LLMmap: Fingerprinting For Large Language Models
This addresses a security and privacy problem for users and developers of LLM-integrated applications, representing a novel method for a known bottleneck in model identification.
The paper tackles the problem of identifying specific LLM versions in applications by introducing LLMmap, a fingerprinting technique that uses crafted queries to achieve over 95% accuracy in identifying 42 LLM versions with as few as 8 interactions.

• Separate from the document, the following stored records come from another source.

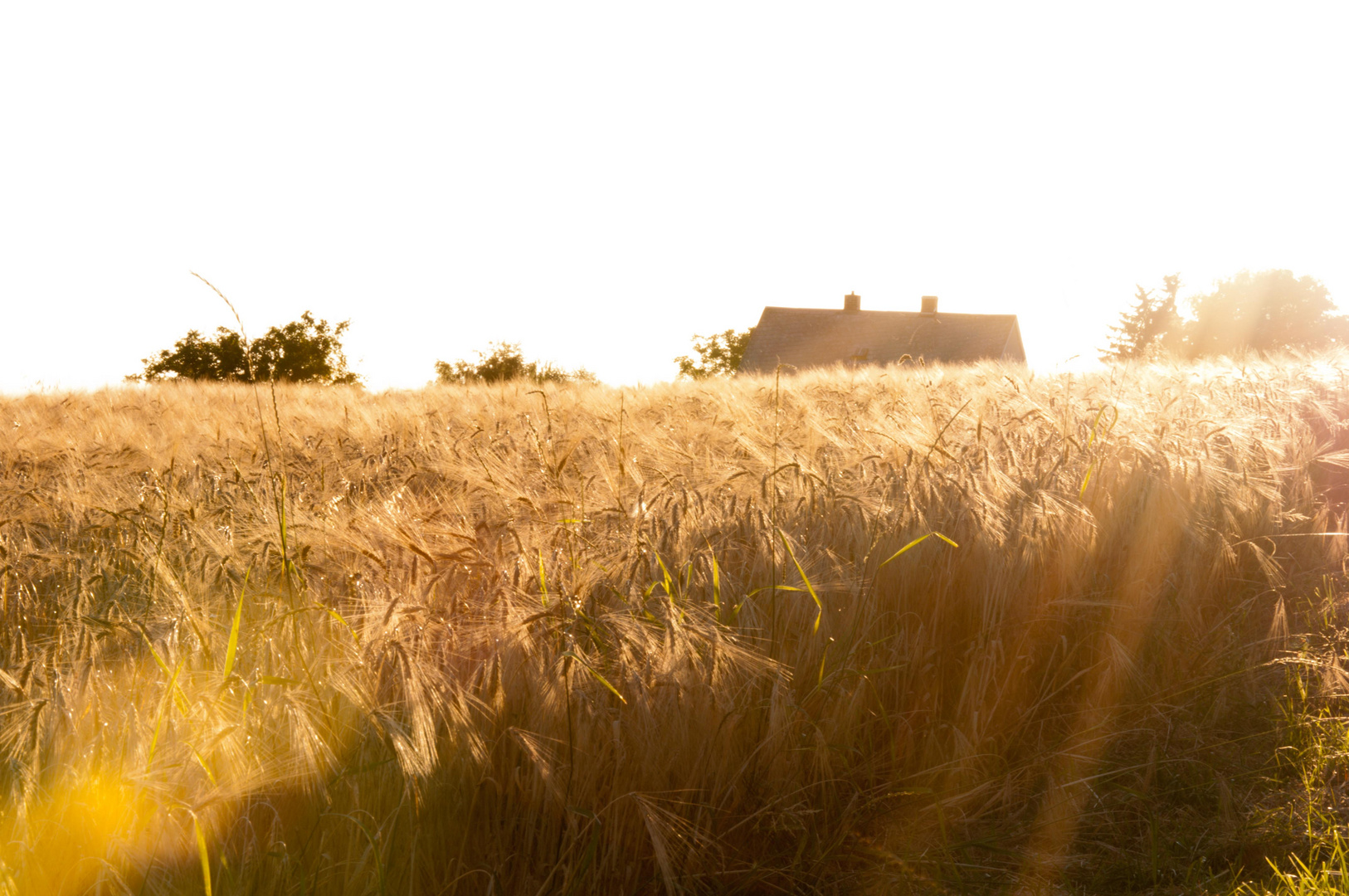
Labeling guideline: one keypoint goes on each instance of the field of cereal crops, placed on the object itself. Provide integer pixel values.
(887, 631)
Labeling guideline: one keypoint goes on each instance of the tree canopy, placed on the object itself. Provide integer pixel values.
(1266, 312)
(504, 362)
(718, 355)
(304, 351)
(1151, 329)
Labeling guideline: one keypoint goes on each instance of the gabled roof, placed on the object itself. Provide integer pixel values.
(821, 336)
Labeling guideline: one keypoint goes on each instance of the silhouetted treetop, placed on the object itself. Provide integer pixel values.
(304, 351)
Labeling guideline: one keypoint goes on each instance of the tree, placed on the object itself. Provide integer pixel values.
(718, 355)
(1151, 329)
(506, 362)
(1269, 310)
(304, 351)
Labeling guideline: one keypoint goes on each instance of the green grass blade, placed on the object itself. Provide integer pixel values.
(806, 579)
(204, 853)
(916, 543)
(234, 628)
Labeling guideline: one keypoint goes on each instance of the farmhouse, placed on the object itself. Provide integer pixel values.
(821, 336)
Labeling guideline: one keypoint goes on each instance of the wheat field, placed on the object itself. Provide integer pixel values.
(845, 632)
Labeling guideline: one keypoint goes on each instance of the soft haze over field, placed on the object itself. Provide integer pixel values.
(599, 183)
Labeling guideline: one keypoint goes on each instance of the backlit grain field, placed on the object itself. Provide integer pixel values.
(896, 631)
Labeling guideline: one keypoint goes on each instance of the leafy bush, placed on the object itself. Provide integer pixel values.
(506, 362)
(718, 355)
(304, 351)
(1266, 312)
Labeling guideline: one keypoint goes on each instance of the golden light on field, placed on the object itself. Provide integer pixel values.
(577, 640)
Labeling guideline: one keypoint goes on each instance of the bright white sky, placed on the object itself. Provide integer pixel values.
(601, 183)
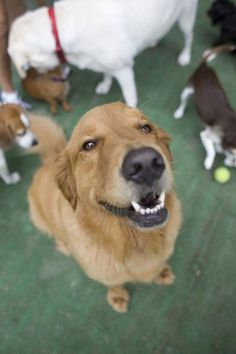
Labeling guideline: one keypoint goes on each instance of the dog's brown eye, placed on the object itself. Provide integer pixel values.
(146, 128)
(89, 145)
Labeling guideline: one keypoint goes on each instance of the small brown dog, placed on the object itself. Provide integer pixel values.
(52, 87)
(14, 128)
(108, 199)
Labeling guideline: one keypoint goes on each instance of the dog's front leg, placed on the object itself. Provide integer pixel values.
(9, 178)
(104, 86)
(186, 23)
(209, 147)
(186, 93)
(126, 80)
(118, 298)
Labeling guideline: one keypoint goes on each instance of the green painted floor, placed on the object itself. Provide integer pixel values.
(47, 304)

We introduce LLMmap, a first-generation fingerprinting technique targeted at LLM-integrated applications. LLMmap employs an active fingerprinting approach, sending carefully crafted queries to the application and analyzing the responses to identify the specific LLM version in use. Our query selection is informed by domain expertise on how LLMs generate uniquely identifiable responses to thematically varied prompts. With as few as 8 interactions, LLMmap can accurately identify 42 different LLM versions with over 95% accuracy. More importantly, LLMmap is designed to be robust across different application layers, allowing it to identify LLM versions--whether open-source or proprietary--from various vendors, operating under various unknown system prompts, stochastic sampling hyperparameters, and even complex generation frameworks such as RAG or Chain-of-Thought. We discuss potential mitigations and demonstrate that, against resourceful adversaries, effective countermeasures may be challenging or even unrealizable.